The information held within the NHS holds enormous power, both for medical research and for planning services to enable better care for patients. However, the public also needs to trust that their medical information will be used in a safe and transparent way, particularly when it is identifiable. One of those important safeguards is the Confidentiality Advisory Group (CAG) who advise on whether requests to use identifiable patient information without patient consent should be approved. CAG sees its role to get information to flow, but only where the applicant can show a wider public interest in the activity that is sufficient to override individual privacy. One of myths we frequently hear is that applying to the CAG is a complicated process, one which can feel quite daunting.

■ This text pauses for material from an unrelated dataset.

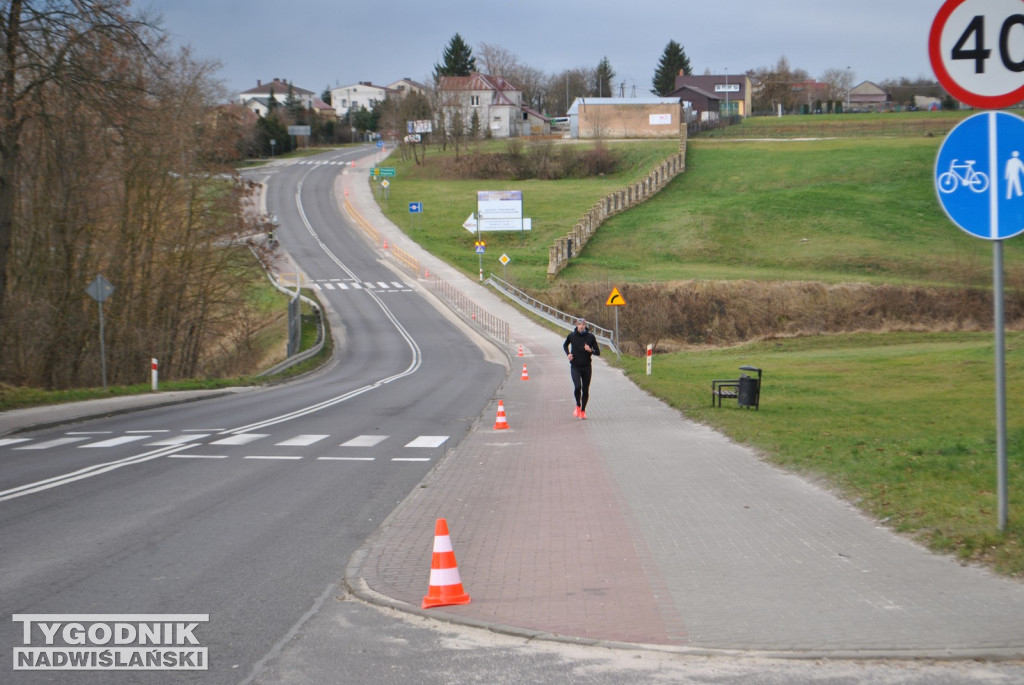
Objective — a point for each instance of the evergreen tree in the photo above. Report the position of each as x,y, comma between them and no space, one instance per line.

That is why I was delighted to be invited to speak at a workshop for new and experienced information governance staff from across Integrated Care Systems (ICSs). Integrated Care Boards play a vital role in planning health services within the ICS and since being legally established in 2022, they had increased contact with the CAG to undertake important functions which underpin better delivery of NHS services and improved care for patients across England. Last year CAG supported many ICBs to deliver risk stratification – a process by which large NHS datasets are brought together to identify patients most at risk of hospitalisation and who can then receive preventative care by their GP. We are also having many conversations with ICBs on population health management whereby NHS data is analysed to identify how best to deliver services for the benefit of the local population.

ICBs and ICSs are still maturing and there is sometimes uncertainty about what CAG is, when an application may be needed and what steps they need to take. This was the focus of the recent workshop and enabled ICSs to think about how they use identifiable patient information, whether they should apply to CAG and, if so, how to prepare a good application in line with our guidance.

It was heartening to see such a level of interest from ICSs. We understand that no two applications may be the same, and so place an importance on supporting applicants prior to, during, and after the application process. The workshop was one way in which CAG can support ICSs on a larger scale. Given the role of ICSs to plan the best possible delivery of patient care, and how patient information can play a vital role in this, CAG is keen to work to work with ICSs to support the use of identifiable patient information where necessary.

The workshop has led to a number of follow up conversations with ICBs on how they use patient information to plan health services. I hope that this workshop was reassuring to staff that the CAG is there to assist in getting the information to flow whilst ensuring that the law is followed, patients and the public are informed which embeds trust in the process.